A festa da Epifania em muitos países é também a festa das crianças. Penso especialmente em todas as crianças, que são a riqueza e a bênção do mundo, e sobretudo naquelas às quais se nega uma infância serena. Desejo chamar a atenção, em particular, sobre a situação de dezenas de crianças e jovens que, nestes últimos meses, inclusive no período natalino, na província oriental da República Democrática do Congo, foram sequestrados por grupos armados que atacaram as aldeias e causaram numerosas vítimas e feridos. Lanço um apelo aos autores destas brutalidades inumanas, para que devolvam estes jovens às suas famílias e ao futuro de segurança e desenvolvimento ao qual têm direito, junto a essas queridas populações. Manifesto ao mesmo tempo minha proximidade às igrejas locais, também atingidas tanto em seus filhos como em suas obras, enquanto exorto os pastores e fiéis a permanecerem fortes e firmes na esperança. 

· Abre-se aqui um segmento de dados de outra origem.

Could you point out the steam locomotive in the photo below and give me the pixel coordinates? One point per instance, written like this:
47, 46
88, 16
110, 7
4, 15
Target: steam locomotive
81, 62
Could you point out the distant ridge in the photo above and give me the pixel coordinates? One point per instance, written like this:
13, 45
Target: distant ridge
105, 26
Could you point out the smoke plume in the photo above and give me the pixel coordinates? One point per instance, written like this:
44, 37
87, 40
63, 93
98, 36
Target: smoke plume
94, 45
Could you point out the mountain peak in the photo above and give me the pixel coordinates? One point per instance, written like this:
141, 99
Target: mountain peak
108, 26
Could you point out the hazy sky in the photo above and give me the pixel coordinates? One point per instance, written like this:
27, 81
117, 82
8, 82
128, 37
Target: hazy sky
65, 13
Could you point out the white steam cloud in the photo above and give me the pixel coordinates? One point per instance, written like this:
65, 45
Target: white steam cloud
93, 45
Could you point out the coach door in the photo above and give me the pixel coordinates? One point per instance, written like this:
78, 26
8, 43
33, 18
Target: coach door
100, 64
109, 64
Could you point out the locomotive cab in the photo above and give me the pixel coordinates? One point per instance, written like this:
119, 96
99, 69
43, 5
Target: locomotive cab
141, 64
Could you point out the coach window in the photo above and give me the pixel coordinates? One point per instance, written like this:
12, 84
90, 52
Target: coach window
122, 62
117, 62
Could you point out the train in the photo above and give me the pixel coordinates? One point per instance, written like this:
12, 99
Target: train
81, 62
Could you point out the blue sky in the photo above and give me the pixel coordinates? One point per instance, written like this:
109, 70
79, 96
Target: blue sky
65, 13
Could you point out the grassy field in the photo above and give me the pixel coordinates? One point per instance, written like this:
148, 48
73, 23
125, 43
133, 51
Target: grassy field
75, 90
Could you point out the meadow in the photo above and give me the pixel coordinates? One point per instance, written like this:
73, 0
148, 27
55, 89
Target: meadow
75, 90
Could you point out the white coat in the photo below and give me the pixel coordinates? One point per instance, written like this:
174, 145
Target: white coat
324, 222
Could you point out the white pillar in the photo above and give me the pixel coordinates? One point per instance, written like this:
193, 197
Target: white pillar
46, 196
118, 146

Os episódios de violência contra os jovens, que infelizmente se registram também em outras partes da terra, são ainda mais deploráveis se consideramos que em 2009 se celebra o 20º aniversário da Convenção dos Direitos da Criança: um compromisso que a comunidade internacional está chamada a renovar para defender e promover a infância no mundo inteiro. Que o Senhor auxilie aqueles que trabalham diariamente ao serviço das novas gerações – e são inúmeras! –, ajudando-os a ser protagonistas de seu futuro. A Jornada da Infância Missionária, que também se celebra na festa da Epifania, é uma ocasião oportuna para sublinhar que as crianças e os jovens podem desempenhar um papel importante na difusão do Evangelho e nas obras de solidariedade com os mais necessitados de sua mesma idade. Que o Senhor os recompense!